If you’re able to satisfy each child’s special requirements, you can move forward with helping your fiancee and the children come to the US! Generally, there are two paths you could follow to get started (I discussed them in more detail here, and an attorney could discuss additional options depending on your particular circumstance.) Here is an overview of costs/timelines related to the 2 children of your fiancee:
Path A: You marry your fiancee anywhere in the world, and then petition for her, as your new wife to be a US Permanent Resident. You would also file petitions for the children at the same time. They would both be considered your step-children, and a step-child is considered a “child” for immigration purposes as long as “the child was under 18 when the step-relationship was created.” This means you would pay the $420 filing fee 3 times. Processing would take anywhere between 6 months to 1 year, and then all 3 would have a visa interview with the US embassy. There would be additional fees with the Embassy for all 3 people. If all went smoothly, all could then come to the US and would receive green cards.

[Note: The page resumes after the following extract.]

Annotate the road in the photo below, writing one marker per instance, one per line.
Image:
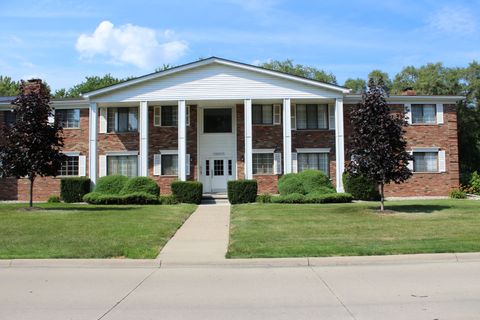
(428, 290)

Path B: You will begin by filing a K-1 visa petition for your fiancee, which takes around 4 – 9 months to be determined and would cost $340. Her children are able to be listed on her application because they are under 21 and unmarried, so there is only 1 fee to pay. They will attend her visa interview along with her (paying Embassy fees again for all 3 people), and if all goes well — travel with her to the US in K-2 status. Next, you would marry within 90 days, and then your new wife and both children would apply for an adjustment of status. This would require a large petition, showing proof of the marriage and of each family member’s relationship. There would be a separate petition for your wife and each child, and 3 government processing fees of $1070.
This is a general overview of the process. Speak with an attorney so that you can describe your situation in detail to make sure no other complications would arise. Best Wishes!